The jury agreed with prosecutors that Bonds in 2003 impeded a grand jury investigation of a California lab that provided banned steroids to athletes.
Jurors determined Bonds hadn't been sufficiently forthcoming with the grand jury when asked if anyone other than a doctor had ever injected him, the San Jose Mercury News reported.
The San Francisco panel of eight women and four men, however, could not reach a verdict on three perjury charges that dealt with whether Bonds had lied about never knowingly using steroids during his career.
Jurors told the newspaper they had deadlocked 11-1 in favor of convicting Bonds on a count charging him with lying about whether he had been injected by Greg Anderson, his personal trainer.

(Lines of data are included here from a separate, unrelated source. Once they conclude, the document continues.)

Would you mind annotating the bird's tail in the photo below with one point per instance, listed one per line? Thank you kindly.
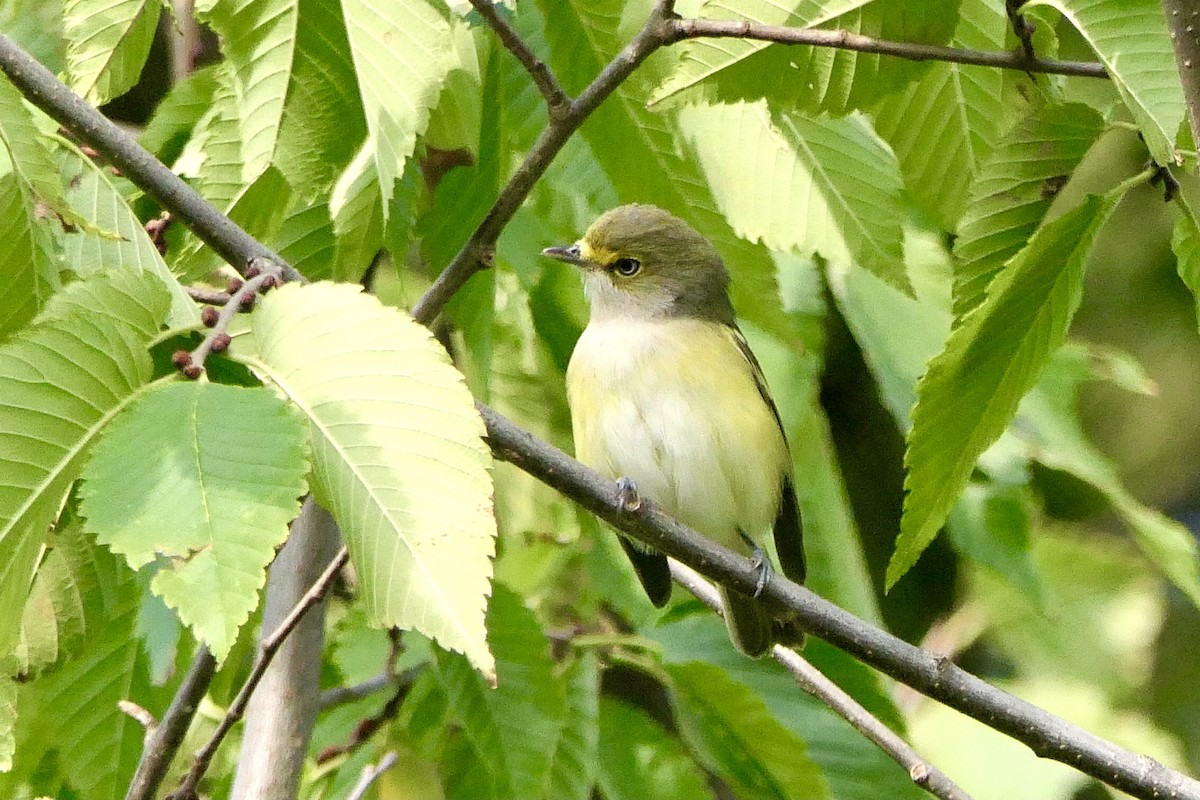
(750, 626)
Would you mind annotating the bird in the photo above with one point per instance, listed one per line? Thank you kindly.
(669, 401)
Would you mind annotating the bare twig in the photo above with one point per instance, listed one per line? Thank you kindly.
(371, 774)
(934, 675)
(547, 84)
(1183, 22)
(267, 650)
(168, 735)
(845, 40)
(813, 681)
(215, 229)
(477, 253)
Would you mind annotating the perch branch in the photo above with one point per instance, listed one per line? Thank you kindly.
(813, 681)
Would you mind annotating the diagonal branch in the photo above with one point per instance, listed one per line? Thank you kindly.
(933, 675)
(844, 40)
(813, 681)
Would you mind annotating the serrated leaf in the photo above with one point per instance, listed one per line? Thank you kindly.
(401, 55)
(1013, 192)
(25, 265)
(1129, 36)
(222, 471)
(397, 455)
(1186, 246)
(73, 711)
(834, 187)
(94, 197)
(141, 301)
(576, 756)
(972, 389)
(942, 126)
(60, 385)
(258, 41)
(514, 727)
(640, 761)
(108, 42)
(735, 734)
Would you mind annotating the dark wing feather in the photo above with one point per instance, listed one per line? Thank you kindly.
(652, 570)
(789, 525)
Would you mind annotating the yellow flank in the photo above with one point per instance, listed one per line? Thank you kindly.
(672, 404)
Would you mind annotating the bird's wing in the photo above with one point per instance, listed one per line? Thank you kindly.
(789, 527)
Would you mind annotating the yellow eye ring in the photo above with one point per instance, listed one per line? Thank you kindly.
(627, 266)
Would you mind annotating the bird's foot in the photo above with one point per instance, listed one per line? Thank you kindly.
(627, 495)
(761, 564)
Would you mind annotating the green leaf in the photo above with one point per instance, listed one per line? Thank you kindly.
(1055, 437)
(827, 186)
(408, 482)
(25, 262)
(108, 42)
(401, 54)
(60, 385)
(972, 389)
(640, 761)
(73, 711)
(515, 727)
(94, 197)
(576, 757)
(258, 41)
(1186, 246)
(1131, 38)
(323, 122)
(137, 300)
(222, 471)
(735, 734)
(1013, 192)
(942, 126)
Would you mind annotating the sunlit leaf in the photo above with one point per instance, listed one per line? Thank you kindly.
(408, 482)
(222, 474)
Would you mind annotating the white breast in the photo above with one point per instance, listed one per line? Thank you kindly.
(673, 405)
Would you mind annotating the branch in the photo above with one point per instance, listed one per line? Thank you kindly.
(41, 88)
(936, 677)
(167, 738)
(844, 40)
(1183, 20)
(477, 253)
(813, 681)
(556, 98)
(267, 650)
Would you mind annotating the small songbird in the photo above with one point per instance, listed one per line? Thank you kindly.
(667, 398)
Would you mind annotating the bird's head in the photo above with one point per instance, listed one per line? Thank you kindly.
(640, 262)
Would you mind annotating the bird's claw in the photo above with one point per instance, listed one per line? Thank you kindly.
(627, 495)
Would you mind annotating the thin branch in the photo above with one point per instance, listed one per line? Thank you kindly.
(846, 40)
(41, 88)
(371, 774)
(1183, 20)
(934, 675)
(168, 737)
(547, 84)
(813, 681)
(477, 254)
(267, 650)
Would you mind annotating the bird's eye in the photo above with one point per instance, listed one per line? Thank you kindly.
(627, 266)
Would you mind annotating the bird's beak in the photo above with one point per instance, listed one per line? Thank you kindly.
(568, 253)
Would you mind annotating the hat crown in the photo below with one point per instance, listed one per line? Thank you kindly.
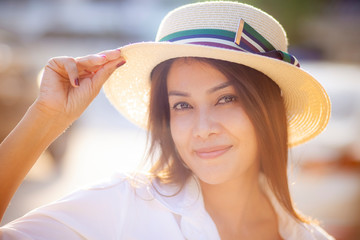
(224, 16)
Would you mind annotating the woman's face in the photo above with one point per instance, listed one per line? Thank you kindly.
(210, 129)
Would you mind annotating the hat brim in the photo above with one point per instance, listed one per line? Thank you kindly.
(306, 102)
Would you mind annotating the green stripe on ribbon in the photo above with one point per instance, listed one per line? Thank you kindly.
(258, 36)
(219, 32)
(286, 57)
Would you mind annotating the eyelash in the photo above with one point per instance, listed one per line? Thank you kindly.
(227, 98)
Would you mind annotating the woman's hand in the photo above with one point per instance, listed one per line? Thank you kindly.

Jury members said prosecutors hadn't proved their case on two other perjury counts -- that Bonds lied when he testified he never knowingly using steroids and when he similarly stated he never used human growth hormone.
Bonds, baseball's all-time home run leader, could be sentenced to as much as 10 years in federal prison. It is considered very unlikely, however, that he will draw that much prison time, if any at all, The New York Times reported.
U.S. Attorney Melinda Haag told the Mercury News prosecutors will decide whether they will seek to retry Bonds on the three deadlocked counts or settle for the single felony conviction.